According to a statistics Canada report released lest year, the crime rate in Canada is at its lowest point since 1972, in all provinces and for all types of charges. Despite some few high profile incidents, like the November 2014 Ottawa shooting, even violent crime and gun violence is down. The crime rate decline has nothing to do with federal policy, and there is no appreciable change in the rate since the 2012 changes.

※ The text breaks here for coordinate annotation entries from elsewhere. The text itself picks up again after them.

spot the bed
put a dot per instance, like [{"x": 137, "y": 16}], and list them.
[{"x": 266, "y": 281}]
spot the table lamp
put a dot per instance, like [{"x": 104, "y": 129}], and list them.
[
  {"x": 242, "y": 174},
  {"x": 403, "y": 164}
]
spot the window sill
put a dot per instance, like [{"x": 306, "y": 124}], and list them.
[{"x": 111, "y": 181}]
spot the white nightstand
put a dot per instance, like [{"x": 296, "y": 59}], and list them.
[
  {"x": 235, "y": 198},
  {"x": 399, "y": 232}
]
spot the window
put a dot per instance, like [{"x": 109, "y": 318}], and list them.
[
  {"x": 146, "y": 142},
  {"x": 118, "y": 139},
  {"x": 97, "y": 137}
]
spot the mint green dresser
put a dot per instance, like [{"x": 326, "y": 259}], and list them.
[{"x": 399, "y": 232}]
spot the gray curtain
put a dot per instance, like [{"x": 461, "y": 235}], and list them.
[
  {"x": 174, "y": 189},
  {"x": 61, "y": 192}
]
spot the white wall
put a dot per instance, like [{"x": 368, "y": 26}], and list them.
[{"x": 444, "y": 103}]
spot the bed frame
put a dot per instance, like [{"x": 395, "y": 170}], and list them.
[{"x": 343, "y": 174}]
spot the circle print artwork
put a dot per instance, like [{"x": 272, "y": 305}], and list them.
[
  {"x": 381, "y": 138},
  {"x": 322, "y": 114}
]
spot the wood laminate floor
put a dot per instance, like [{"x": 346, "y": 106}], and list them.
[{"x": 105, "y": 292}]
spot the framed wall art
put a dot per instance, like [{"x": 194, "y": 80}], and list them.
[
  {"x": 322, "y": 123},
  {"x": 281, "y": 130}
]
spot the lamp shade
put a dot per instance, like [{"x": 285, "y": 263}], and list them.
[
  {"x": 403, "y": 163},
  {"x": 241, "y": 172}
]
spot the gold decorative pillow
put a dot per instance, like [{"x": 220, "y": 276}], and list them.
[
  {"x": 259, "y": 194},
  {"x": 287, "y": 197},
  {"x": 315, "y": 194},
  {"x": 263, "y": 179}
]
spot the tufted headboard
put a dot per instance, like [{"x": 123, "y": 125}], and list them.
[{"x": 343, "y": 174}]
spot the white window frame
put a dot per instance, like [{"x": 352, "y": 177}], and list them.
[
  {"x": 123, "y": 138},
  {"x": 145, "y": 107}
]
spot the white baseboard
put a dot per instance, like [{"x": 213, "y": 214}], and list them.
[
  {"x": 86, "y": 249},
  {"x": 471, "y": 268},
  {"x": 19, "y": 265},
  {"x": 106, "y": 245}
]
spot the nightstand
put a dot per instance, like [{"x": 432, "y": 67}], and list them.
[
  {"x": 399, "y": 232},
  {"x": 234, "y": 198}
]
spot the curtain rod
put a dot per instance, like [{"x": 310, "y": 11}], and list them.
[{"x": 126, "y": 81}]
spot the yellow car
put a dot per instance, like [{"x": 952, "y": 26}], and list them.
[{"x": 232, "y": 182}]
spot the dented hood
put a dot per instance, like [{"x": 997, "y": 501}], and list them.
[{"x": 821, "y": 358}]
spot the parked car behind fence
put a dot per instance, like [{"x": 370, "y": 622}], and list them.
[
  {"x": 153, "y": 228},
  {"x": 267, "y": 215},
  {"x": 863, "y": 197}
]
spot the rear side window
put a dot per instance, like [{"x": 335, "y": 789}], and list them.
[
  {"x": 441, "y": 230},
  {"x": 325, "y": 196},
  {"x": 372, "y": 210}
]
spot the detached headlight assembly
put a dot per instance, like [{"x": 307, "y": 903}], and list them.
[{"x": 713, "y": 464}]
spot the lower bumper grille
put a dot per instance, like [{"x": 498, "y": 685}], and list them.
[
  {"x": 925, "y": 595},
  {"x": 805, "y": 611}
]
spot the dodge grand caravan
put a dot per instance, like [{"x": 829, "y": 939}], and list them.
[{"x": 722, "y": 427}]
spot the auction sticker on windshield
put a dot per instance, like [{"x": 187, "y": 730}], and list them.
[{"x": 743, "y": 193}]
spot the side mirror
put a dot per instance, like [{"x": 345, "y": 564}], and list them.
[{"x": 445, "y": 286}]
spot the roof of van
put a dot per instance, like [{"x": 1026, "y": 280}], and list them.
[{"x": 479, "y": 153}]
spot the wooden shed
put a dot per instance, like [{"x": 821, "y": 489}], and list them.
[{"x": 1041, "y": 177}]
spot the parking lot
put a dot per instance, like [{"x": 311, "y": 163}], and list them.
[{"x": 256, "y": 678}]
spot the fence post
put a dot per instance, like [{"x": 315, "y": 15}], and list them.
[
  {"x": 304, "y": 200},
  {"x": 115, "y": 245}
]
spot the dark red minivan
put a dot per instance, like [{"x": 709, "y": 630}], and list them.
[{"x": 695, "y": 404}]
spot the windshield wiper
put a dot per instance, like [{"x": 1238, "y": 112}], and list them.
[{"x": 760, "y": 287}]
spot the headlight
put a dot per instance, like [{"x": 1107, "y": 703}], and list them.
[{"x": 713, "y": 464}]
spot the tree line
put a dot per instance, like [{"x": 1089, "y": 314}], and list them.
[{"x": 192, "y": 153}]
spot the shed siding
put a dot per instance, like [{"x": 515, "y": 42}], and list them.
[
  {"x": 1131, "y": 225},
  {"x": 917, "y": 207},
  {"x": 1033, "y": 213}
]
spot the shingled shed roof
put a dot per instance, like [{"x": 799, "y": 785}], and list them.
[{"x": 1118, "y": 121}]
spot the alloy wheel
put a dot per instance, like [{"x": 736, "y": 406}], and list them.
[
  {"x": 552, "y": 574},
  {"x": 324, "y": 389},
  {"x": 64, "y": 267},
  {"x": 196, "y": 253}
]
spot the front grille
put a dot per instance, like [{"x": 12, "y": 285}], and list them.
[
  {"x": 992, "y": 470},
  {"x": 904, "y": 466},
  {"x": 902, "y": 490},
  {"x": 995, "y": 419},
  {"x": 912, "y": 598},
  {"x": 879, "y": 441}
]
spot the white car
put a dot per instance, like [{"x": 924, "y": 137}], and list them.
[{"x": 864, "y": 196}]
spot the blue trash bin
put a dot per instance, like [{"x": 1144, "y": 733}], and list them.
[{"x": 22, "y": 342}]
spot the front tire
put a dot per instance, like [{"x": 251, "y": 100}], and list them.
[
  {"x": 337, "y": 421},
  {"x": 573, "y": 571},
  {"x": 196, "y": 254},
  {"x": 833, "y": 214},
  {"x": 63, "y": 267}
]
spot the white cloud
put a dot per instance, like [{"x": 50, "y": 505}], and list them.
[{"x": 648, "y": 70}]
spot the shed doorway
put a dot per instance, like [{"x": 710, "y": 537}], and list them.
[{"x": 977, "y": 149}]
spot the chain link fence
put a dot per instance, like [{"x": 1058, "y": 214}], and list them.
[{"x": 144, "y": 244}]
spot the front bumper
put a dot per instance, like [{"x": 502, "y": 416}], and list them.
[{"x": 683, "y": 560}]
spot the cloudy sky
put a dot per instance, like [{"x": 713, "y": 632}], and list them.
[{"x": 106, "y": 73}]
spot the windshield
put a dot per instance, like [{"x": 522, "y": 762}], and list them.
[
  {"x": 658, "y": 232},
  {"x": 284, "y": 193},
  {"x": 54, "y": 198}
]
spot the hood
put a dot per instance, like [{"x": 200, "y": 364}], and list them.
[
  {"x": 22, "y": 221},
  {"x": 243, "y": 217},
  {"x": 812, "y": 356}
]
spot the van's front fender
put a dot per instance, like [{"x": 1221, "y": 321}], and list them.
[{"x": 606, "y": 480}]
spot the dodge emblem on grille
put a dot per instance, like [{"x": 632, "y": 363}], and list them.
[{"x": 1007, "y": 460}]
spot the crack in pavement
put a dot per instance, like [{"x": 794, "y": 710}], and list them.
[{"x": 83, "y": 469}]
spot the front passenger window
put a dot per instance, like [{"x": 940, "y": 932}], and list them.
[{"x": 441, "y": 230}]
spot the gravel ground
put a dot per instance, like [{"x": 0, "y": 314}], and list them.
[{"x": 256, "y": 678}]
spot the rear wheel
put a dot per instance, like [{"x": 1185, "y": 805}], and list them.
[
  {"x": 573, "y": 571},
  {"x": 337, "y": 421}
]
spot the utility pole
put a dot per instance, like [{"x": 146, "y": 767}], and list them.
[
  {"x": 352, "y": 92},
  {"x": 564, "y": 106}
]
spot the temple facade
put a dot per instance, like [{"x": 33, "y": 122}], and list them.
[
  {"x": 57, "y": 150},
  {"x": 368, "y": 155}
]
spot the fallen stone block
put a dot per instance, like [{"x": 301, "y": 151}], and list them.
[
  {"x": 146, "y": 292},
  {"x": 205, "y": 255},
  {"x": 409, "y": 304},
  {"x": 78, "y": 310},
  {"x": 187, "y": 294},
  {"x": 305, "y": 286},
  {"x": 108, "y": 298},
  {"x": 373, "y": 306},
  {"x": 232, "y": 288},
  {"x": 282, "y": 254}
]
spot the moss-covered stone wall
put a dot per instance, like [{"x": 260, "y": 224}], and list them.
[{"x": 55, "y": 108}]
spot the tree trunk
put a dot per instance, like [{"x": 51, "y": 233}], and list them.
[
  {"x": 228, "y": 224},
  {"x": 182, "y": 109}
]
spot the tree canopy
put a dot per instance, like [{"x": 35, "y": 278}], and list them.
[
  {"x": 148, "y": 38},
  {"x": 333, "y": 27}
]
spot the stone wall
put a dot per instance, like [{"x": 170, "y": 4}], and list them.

The consensus from academics and criminal justice workers is that tough on crime initiatives like these have next to no effect on the crime rate. The conservative policy change is all about playing on voter fears, and inventing an American-style punishment-focused criminal justice system. This change while certainly populist, is at odds with the statistics, but is also a marked departure from the way Canadian sentencing law works.
 
Ineffective
 
We also know that mandatory minimum sentences do not actual deter crime (which as we saw, is declining on its own anyway). The idea is that if the public knows that there are harsher punishments in store for them, they will behave better for fear of jail time. This logic fails for two reasons. First, for communities where prison is an inevitability, the spectre of incarceration serves no deterrent effect.
 
Secondly, for people who come before the court as a result of their addiction or who for reasons of extreme poverty, mental illness, or the threat of violence commit crimes of desperation (a drug addicted person who is paid in drugs to commit a crime for example, or a starving person who steals food), this cost-benefit analysis that conservative policy makers imagine just doesn’t take place. Offenders in this situation are less morally culpable than offenders who engage in crime for pure profit, so the internal logic of Canadian sentencing demands that they should get a lesser sentence.
 
How Pivot is protecting constitutional rights in the face of Mandatory Minimum Sentences
 
Pivot revealed these findings in the 2013 report titled Throwing Away the Keys: the human and social cost of mandatory minimum sentences. Last year, we supported the BC Civil Liberties Association with the release of their 2014 report More than We Can Afford: The Costs of Mandatory Minimum Sentences.
 
These reports both say that mandatory minimum sentences in Canada have a disproportionate effect on women, on aboriginal people, and on people who come before the court as a result of their addiction.
 
This disproportionate effect goes so far that it is unconstitutional, because it can lead to sentences that amount to cruel and unusual punishment. Section 12 of the Canadian Charter of Rights and Freedoms guarantees everyone freedom from cruel and unusual punishment.
 
Last year, Pivot has intervened at the BC Court of Appeal in the Vancouver case R v Lloyd. Mr. Lloyd was a downtown Eastside resident subject to a mandatory minimum sentences for possessions for the purpose of trafficking of three controlled substances to which he was addicted. He was paid for his work as a trafficker in drugs. The mandatory minimum sentence applied to him because he had a prior drug conviction, which was also related to his addiction. A BC Provincial Court judge struck down the mandatory minimum sentence on the basis that it violated section 12 of the Charter for a reasonable hypothetical offender. The government appealed the judge’s decision, and the BCCLA joined Pivot in the intervention on appeal. The BC Court of Appeal declined to hear Pivot’s argument on the constitutional question and increase Mr. Lloyd’s sentence. Mr. Lloyd applied for leave to the Supreme Court of Canada. This leave decision could be issued any day. It is likely that Pivot will intervene if leave is granted.
 
In November 2014, Pivot intervened in the cases of R v Nur and R v Charles, both gun crime cases about mandatory minimum sentences. Our submissions were on the narrow issue of what the legal test for applying section 12 of the Charter should be. A decision in this case is expected any day.